Après le siège de 1628 la tour échappa à la destruction des fortifications de la ville. Elle connue par la suite la Fronde. En 1649, le comte du Daugnon, gouverneur de l'Aunis et partisan de la Fronde, fit des tours de l'entrée du port son réduit de sûreté à La Rochelle (ville n'ayant plus de rempart depuis 1629). Un petit ouvrage à corne triangulaire fut alors construit pour protéger la tour. Le comte du Daugnon fut attaqué en 1651 par les troupes royales d'Henri de Lorraine comte d'Harcourt. Le comte du Daugnon s’enfuit alors à Bordeaux rejoindre le prince de Condé, en laissant son lieutenant, de Besse, à la tête de quelques soldats réfugiés dans les tours. La tour de la Chaîne explose le 19 novembre et les troupes royales entrent dans la tour Saint-Nicolas le 29 novembre 1651. La démolition de l'édifice, demandée par la ville au roi, ne fut pas exécutée et elle fut intégrées au domaine militaire. Les tours du front de mer sont réintégrer à la défense de la ville lors de la reconstruction des fortifications par l'ingénieur Ferry à la fin du XVIIe siècle. En 1813 l'ouvrage à corne situé au pied de la tour construit lors de la Fronde fut démoli. Le 17 février 1879, alors que la tour est à l'abandon, elle est classée au titre des monuments historiques[5]. Elle est finalement restaurer par l'architecte Juste Lisch entre 1884 et 1888, la tour retrouve ses créneaux et mâchicoulis. L'intérieur de la tour sera par la suite restaurée entre 1901 à 1904 par Albert Ballu. En 1905, la tour sort du domaine militaire. Elle connaîtra une nouvelle période de restauration de 1952 à 1956 où des travaux de consolidation sur les fondations sont entrepris. Aujourd'hui, la tour Saint-Nicolas ainsi que celle de la Chaîne et de la Lanterne se visitent.

La tour Saint Nicolas mesure environ 38 mètres de haut. Elle possède un plan assez complexe. La tour se compose d'un rez-de-chaussée et un premier étage voûtés, d'un deuxième étage et d'une terrasse périphérique. Une tourelle et une plate-forme supérieure constitue un quatrième niveau. Dans l'intérieur des murs de la tour, épais de 4 à 5 mètres, se trouve de multiples escaliers et corridors desservant les différentes salles mais aussi, au deuxième étage, une chapelle.

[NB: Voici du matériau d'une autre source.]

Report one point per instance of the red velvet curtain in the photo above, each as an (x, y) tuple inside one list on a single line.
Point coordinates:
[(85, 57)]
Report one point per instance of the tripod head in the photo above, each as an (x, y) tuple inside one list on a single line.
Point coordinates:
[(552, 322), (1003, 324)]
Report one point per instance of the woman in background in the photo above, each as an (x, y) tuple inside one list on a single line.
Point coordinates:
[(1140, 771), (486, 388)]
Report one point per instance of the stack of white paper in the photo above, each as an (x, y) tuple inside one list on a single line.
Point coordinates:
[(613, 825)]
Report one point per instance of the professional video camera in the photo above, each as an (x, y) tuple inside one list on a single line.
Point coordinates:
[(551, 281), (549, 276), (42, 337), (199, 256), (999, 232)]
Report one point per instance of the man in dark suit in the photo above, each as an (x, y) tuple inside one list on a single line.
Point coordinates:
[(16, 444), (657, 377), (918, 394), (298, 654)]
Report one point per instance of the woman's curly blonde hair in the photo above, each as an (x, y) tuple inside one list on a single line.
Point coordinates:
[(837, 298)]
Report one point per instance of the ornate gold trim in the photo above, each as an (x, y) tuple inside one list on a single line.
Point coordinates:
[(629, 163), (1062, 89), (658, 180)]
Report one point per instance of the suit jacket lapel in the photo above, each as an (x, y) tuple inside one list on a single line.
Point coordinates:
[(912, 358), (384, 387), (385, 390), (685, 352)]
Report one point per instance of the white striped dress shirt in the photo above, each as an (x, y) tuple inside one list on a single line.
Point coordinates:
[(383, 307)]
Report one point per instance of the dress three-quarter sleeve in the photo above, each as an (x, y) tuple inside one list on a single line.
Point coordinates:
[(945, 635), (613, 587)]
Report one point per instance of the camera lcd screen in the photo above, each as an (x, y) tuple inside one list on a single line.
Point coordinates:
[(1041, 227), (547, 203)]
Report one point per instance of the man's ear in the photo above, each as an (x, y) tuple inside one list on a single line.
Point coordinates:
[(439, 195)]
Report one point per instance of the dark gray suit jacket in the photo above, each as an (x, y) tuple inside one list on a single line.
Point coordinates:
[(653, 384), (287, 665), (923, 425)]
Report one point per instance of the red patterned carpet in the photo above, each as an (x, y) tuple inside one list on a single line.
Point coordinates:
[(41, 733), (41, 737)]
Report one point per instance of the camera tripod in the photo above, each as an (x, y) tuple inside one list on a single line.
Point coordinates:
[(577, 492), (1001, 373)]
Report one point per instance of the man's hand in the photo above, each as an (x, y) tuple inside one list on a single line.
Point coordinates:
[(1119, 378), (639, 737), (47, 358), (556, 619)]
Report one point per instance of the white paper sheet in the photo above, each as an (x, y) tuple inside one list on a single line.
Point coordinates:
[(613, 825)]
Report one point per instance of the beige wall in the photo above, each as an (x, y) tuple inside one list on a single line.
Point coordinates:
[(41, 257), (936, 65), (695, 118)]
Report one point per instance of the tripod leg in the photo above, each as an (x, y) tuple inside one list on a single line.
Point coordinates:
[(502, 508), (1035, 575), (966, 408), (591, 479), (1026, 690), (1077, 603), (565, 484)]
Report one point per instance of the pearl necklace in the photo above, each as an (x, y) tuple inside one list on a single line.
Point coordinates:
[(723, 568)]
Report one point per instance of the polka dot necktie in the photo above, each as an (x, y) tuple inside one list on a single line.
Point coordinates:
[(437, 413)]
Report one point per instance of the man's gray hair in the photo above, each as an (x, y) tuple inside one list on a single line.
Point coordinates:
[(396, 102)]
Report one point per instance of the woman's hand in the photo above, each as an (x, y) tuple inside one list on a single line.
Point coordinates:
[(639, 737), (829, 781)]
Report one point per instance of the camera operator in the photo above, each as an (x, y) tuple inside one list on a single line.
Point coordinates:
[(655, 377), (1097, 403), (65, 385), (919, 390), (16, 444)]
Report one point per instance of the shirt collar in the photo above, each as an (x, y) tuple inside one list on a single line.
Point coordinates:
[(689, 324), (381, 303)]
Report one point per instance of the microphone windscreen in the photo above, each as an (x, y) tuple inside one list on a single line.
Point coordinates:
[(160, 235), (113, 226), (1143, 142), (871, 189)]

Alors que l'entrée de la tour se trouvait à l'origine au rez-de-chaussée, elle fut déplacée en 1569 à l’étage supérieur et munie d’un pont-levis. En 1695 une rampe d'accès qui conduit au premier étage est aménagée.

Tour de la Chaîne

Élévation sud et coupe copiées sur Claude Masse, on voit bien la petite tour et les dégâts de 1651.

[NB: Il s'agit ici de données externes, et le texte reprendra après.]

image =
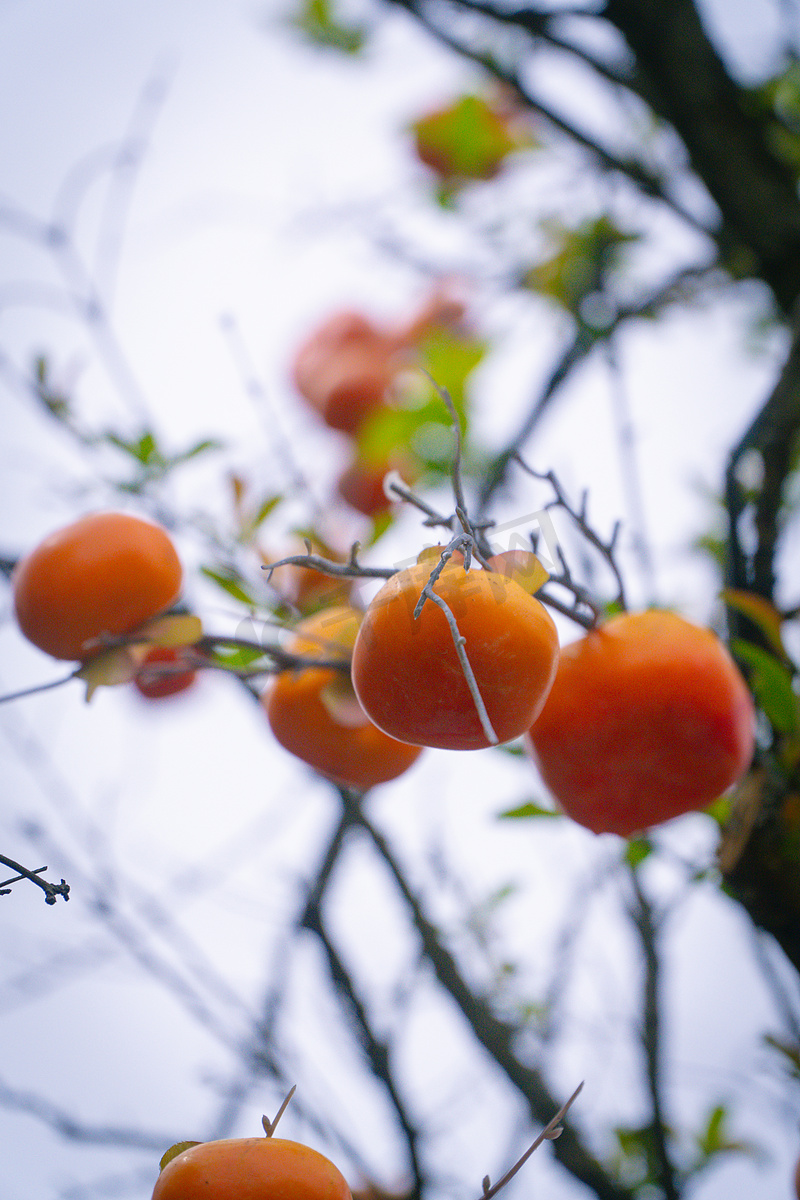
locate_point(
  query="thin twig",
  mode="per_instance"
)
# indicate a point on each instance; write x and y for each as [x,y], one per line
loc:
[552,1131]
[52,891]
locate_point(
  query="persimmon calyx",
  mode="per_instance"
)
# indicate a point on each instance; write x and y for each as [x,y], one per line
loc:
[271,1126]
[115,666]
[174,1151]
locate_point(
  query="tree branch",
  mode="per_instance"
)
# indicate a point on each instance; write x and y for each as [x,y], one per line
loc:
[497,1037]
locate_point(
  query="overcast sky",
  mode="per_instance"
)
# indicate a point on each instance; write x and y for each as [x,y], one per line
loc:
[246,205]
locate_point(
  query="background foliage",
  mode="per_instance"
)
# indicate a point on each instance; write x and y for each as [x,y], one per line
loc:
[438,967]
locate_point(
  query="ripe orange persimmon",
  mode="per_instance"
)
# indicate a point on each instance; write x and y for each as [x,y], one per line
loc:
[154,683]
[314,715]
[407,672]
[107,573]
[346,369]
[251,1169]
[648,718]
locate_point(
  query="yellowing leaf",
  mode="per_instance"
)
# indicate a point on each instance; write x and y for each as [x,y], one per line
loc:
[522,567]
[112,667]
[341,703]
[467,138]
[178,629]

Cette tour[6], appartenant à l'enceinte médiévale, ferme et défend avec la tour Saint-Nicolas l'entrée du port. Sa construction daterait du dernier quart du XIVe siècle après la défaite des Anglais à la bataille de La Rochelle en 1372. La tour était a l'origine reliée à une autre, la petite tour de la Chaîne, d'où était tendue une chaîne métallique entre elle et la tour Saint-Nicolas et était manœuvrée à l'aide d'un treuil situé dans la "petite tour". La tour de la Chaîne, comme les autres tours, ne fut pas détruite après le siège de 1628. Lors de la Fronde, le comte du Daugnon, gouverneur d'Aunis et du parti du Prince de Condé, décide de faire des tours son réduit de sûreté (la ville n'ayant plus de fortifications) Le 15 novembre 1651, à l’arrivée des troupes du roi Louis XIV menées par Henri de Lorraine, Comte d’Harcourt, le Comte du Daugnon s’enfuit rejoindre le prince de Condé à Bordeaux, en laissant son lieutenant, de Besse, à la tête de quelques soldats réfugiés dans les tours. Au cours du combat de la reprise des tours par le marquis d'Estissac, lieutenant-général des armées du roi au pays d'Aunis, la partie supérieure de l'ouvrage fut sérieusement endommagée par l'explosion d'un dépôt de poudre et perdit ses mâchicoulis et son toit. Dans la 2e moitié du XVIIIe siècle la porte des Dames est construite. La petite tour fut quant à elle démolies vers 1820-1830 pour permettre l'agrandissement de l'entrée du port et est remplacées par le bastion crénelé actuel. La tour est classée monument historique le 17 février 1879[7], elle est restaurée quelques années après en par J. Lisch.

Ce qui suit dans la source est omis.